I seem to recall a demonstration of this when I was at school, with a ring and a sphere - the sphere would fit through the ring only when it had been shrunk by being dunked in liquid nitrogen or something or the ring had been heated. However, this was a ring, not a sheet, and it was about 15 years ago too.

Larger - imagine instead you had a solid sheet of metal, and drew a circle on it with a sharpie. If you were to expand the metal by heating, you would expect this circle to get larger, wouldn’t you? The hole would be no different, because the metal gets larger but retains all of its original proportions.

You may already have used this to your advantage by running hot water over the lid of a stuck jam jar.

Not that I think the laws of Physics have changed. Just that I might be remembering incorrectly.

Taken to extremes, the effect has been used for centuries as a technique for getting iron bands onto cartwheel rims - heat the iron band (and an iron band is just a piece of metal with a hole in it - it just happens to have a lot of ‘hole’ and not much ‘metal’) and it expands; drop it onto the wheel rim and cool it with water and it immediately contracts, gripping tight to the rim and binding the whole wheel together very tightly.

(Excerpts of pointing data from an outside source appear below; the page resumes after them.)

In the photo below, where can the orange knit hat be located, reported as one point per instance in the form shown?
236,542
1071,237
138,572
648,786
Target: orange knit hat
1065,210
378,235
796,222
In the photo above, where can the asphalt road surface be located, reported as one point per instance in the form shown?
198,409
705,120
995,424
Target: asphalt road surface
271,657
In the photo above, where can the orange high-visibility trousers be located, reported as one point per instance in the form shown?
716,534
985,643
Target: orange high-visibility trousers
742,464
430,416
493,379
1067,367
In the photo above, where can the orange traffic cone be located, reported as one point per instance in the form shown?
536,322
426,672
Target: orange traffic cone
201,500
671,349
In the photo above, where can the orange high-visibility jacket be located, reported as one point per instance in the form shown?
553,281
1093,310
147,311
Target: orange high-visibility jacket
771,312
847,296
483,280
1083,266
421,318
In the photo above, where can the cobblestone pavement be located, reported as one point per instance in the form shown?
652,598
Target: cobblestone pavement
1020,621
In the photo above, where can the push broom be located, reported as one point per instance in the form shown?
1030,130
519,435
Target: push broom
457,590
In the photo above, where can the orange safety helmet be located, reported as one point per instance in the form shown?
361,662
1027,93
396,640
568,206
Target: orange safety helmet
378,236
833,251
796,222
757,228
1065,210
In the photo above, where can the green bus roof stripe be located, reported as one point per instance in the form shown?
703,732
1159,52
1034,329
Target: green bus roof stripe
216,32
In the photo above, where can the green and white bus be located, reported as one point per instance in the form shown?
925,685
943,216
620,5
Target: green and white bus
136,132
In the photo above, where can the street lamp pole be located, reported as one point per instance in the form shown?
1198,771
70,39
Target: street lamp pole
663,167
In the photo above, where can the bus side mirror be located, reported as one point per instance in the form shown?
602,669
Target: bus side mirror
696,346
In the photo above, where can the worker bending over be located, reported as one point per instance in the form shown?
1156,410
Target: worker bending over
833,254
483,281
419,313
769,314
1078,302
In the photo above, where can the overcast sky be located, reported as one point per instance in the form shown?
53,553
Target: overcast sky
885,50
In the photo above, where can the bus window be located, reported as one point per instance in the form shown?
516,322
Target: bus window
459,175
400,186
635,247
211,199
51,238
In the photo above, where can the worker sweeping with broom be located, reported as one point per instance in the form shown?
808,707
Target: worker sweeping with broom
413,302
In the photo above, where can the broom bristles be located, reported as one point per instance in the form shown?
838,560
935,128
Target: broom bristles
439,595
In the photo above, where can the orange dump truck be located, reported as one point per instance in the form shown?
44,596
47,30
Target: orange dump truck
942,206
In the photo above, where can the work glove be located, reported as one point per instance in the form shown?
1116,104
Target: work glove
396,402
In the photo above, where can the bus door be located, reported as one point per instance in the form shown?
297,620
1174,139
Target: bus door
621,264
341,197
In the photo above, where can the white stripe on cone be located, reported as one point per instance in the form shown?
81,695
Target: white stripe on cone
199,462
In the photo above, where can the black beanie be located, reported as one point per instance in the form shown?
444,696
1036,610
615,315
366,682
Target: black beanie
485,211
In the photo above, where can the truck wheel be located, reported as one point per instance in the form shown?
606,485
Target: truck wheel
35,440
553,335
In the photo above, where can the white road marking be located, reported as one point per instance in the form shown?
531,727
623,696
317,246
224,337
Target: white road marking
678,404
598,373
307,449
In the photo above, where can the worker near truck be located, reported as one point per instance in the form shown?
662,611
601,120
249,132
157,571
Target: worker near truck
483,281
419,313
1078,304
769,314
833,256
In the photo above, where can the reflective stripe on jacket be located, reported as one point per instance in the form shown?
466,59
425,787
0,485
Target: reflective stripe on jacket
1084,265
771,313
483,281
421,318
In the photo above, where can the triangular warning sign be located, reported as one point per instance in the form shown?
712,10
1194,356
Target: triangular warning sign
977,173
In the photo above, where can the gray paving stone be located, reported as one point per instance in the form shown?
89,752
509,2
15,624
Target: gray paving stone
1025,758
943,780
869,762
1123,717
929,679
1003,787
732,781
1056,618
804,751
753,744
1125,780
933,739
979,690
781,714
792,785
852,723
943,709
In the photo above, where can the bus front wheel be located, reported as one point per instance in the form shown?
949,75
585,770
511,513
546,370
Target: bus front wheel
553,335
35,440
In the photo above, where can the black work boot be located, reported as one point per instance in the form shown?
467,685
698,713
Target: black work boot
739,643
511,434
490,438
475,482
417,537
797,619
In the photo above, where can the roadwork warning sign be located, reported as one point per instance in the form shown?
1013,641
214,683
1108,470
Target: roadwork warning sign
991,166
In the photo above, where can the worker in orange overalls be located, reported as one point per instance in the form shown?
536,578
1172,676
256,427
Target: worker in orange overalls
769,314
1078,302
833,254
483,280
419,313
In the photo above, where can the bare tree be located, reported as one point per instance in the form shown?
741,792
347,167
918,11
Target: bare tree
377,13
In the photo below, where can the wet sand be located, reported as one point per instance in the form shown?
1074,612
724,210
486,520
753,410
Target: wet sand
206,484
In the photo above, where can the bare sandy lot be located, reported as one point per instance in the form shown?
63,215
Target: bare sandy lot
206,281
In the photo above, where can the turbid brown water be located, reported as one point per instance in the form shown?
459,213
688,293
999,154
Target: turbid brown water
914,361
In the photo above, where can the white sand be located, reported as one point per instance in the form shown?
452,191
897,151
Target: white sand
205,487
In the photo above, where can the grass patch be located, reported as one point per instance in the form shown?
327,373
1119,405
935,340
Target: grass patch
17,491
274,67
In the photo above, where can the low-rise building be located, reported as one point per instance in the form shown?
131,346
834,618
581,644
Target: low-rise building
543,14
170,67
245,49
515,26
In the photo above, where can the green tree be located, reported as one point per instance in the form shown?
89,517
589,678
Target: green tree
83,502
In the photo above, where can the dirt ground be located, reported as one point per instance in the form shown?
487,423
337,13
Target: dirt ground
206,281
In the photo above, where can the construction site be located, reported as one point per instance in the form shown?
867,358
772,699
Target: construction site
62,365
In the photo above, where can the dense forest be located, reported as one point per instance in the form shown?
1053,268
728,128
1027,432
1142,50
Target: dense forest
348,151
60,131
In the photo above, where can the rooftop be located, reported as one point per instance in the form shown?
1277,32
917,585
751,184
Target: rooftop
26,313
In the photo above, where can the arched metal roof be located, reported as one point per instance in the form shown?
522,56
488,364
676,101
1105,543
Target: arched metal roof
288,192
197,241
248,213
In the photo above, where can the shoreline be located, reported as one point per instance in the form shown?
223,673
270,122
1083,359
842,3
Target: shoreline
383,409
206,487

Many years ago the scientists at the U of Rochester built a “360 degree heat pipe” by placing two metal disks on either side of a really short piece of glass tubing. They heated the two disks in the center, but not the outer edge, and the result was that the center expanded extraordinarily.

The outside didn’t.

The only way this could happen was for the plate to turn into a paraboloid, with the center byulging out. If there had been a hole in it, it would’ve gotten bigger.